Wednesday, February 5, 2014

The Enduring Bonds of Wine and Love

Celebrating my birthday with my brother and sister

Every year my sister comes to visit between the last week of January and first week of February for my birthday. I plan our days around visits to wineries in Sonoma, Napa, and Mendocino. One year I took her to a wine sensory experience class in Calistoga where we had a blast guessing the scents and aromas found in wine.

Slowly, my sister became very interested in wine. And I became my sister’s personal sommelier. I’m not a wine expert, I am in a constant state of learning, but I have the advantage of living in a world-class wine region and the opportunity travel and taste wines around the world. Also, I have plenty of wine on hand to share and help my sister discover what suits her palate. 

Last year when she was here she really enjoyed the wines I had from my friends in Texas, Merrill and Paul Bonarrigo at Messina Hof.

This Christmas, I sent her a box Messina Hof wine. She called me on Saturday, December 14th, all excited. “A big box came yesterday! It’s wine right?.” 
--Yeah, it’s wine. It’s your Christmas gift, but open it now Mag, I said. Don’t wait.
--Okay, she said. I’ll call you tomorrow.

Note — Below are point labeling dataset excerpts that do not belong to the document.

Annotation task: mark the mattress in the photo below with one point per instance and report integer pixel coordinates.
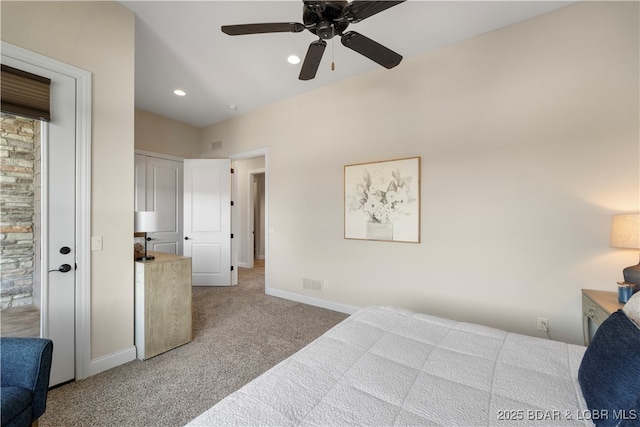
(386, 366)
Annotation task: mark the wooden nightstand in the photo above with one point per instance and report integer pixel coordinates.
(597, 306)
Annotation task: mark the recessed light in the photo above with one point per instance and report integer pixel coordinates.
(293, 59)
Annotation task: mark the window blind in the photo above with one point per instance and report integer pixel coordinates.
(24, 94)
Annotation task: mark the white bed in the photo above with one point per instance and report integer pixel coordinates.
(386, 366)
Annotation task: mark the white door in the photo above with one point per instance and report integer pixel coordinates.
(58, 239)
(159, 188)
(207, 220)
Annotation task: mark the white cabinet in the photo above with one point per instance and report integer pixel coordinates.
(158, 187)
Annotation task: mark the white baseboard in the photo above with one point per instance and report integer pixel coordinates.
(317, 302)
(112, 360)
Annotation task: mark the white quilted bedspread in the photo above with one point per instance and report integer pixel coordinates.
(385, 366)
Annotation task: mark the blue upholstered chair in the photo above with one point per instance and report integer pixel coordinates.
(26, 365)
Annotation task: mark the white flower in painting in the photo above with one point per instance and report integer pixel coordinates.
(379, 182)
(382, 196)
(392, 197)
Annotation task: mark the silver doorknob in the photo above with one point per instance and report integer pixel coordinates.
(64, 268)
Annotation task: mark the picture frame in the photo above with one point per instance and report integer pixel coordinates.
(382, 200)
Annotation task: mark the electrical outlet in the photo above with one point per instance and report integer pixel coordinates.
(543, 324)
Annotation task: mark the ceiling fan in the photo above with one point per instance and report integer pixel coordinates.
(327, 19)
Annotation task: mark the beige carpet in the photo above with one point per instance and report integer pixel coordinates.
(239, 333)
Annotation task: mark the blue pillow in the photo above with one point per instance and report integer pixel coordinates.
(609, 373)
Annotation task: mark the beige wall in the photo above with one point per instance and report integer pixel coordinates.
(97, 37)
(165, 136)
(529, 143)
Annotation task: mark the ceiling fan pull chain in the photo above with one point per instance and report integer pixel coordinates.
(333, 48)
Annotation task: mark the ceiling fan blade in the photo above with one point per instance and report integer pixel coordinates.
(371, 49)
(358, 10)
(273, 27)
(312, 60)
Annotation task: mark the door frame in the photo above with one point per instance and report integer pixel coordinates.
(260, 152)
(83, 196)
(251, 215)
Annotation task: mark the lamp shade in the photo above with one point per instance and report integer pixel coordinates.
(146, 222)
(625, 231)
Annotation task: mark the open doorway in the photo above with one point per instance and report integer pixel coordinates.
(250, 215)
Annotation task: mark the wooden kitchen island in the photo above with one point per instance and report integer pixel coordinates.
(162, 304)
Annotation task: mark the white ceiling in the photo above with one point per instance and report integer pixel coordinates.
(179, 45)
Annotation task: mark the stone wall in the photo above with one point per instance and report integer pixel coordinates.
(18, 144)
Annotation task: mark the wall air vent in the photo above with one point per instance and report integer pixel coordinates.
(312, 284)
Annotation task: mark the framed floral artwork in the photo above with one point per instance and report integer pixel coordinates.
(382, 200)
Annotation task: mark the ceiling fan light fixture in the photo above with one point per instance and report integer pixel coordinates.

That Sunday we discussed the joys of Moscato and she texted me photos of the wine bottles.

“You are turning into me.” I texted back. “Next thing ya know, you’ll start a wine blog!”

Then she called me a few hours later and to say how much she liked the wines and was so glad I told her to open the gift early.

“This is the best Christmas present since the Matel Vac-U-Form we got when we were kids!” She said. 

The Vac-U-Form was kit that allowed you to heat up sheets of plastic over a bazillion degree hot plate (completely exposed to the touch) and then flip the near molten plastic over on to a mold to make all sorts of things like little boats, and cars, and space capsules. God we loved that toy. Well, my brother and sister did, I was too young to use it. It was essentially a child size mold maker with a heat element that approached smelting pot temperatures. That was back in the day when kids toys could maim and kill and it was not considered to be grounds for a lawsuit.

We reminisced about Christmas past and how strange it felt to be the only surviving members of our family. We talked about her pending visit.  

Christmas past: My sister, brother, and me. 

Then, less than 12 hours later, I got the 4am phone call everyone dreads. The call you know is bad before you even answer the phone. My sister was dead. It was sudden and unexpected. A blood clot to the heart.

There was nothing to be done. With no one else to call about the devastating news, it seemed as if it were not real. My first instinct was to call my sister and tell her “You are never going to believe this but apparently you are dead! WTF! How I’m I supposed to carry on?”

I felt like my entire family had left for the airport without me.

I sat in bed in shock and scrolled back through our texts and pictures from hours earlier. I went back through the entire year of texts and found it comical how almost every photo featured a bottle or a glass in the foreground, her happy face in the background. Many of her texts were of labels she came across in the wine shop –“Hey what about this? Would I like this?” she’d ask.

Over the past year we had texted about the thrill of a bright New Zealand Riesling, and the simple beauty of Umbrian Merlot.

Last February, a few days after she returned back home from her last visit here—she sent me a message – “I’m going to try and drink more this year!”-- Meaning she wanted to expand her experience with wine and try new things.

She loved to hear about the places I’d been to discover wine, and the people I’d met along the way. We were planning a trip to the Okanagan --she’d really loved the wines I shared with her from my travels there.

When Maggi died I lost my last anchor to my childhood memories and my best friend as an adult. I feel adrift.

She was my big sister, my protector, my champion.

I was her wine guide.

In the aftermath, wine has become a touchstone of sadness filled with bitter-sweet memories. The last conversation I had with my sister was about wine. I hope in time I’ll find my way back to the joy of wine. And when I do, I’ll raise a glass to my sister Maggi, in a toast to our love for each other, and of wine. 


  1. I am so sorry to learn of the loss of your sister. I am glad you were able to find the beautiful, positive memories to hold on to and share with your friends. I will certainly raise my next glass in Maggi's memory.

  2. Thank you Matthew. I resisted writing this for two months, but I’m glad I finally did.

  3. Wow! This post got me thinking at so many levels about my own life. This is such a great post Marcy and the pictures almost teared me up. Your sister's evolution with wine and its impact in your own bonding with her definitely brought me a smile. Life does work in mysterious ways. But as you have so beautifully described, it is those simple blessings with our loved ones that make it so worth it! Keep up the amazing work and hang in there!

    1. Thanks for your comment Kavitha, I apreciate it. I realized only after the fact how sharing my enthusiam about wine really did cement our bond in the last few years.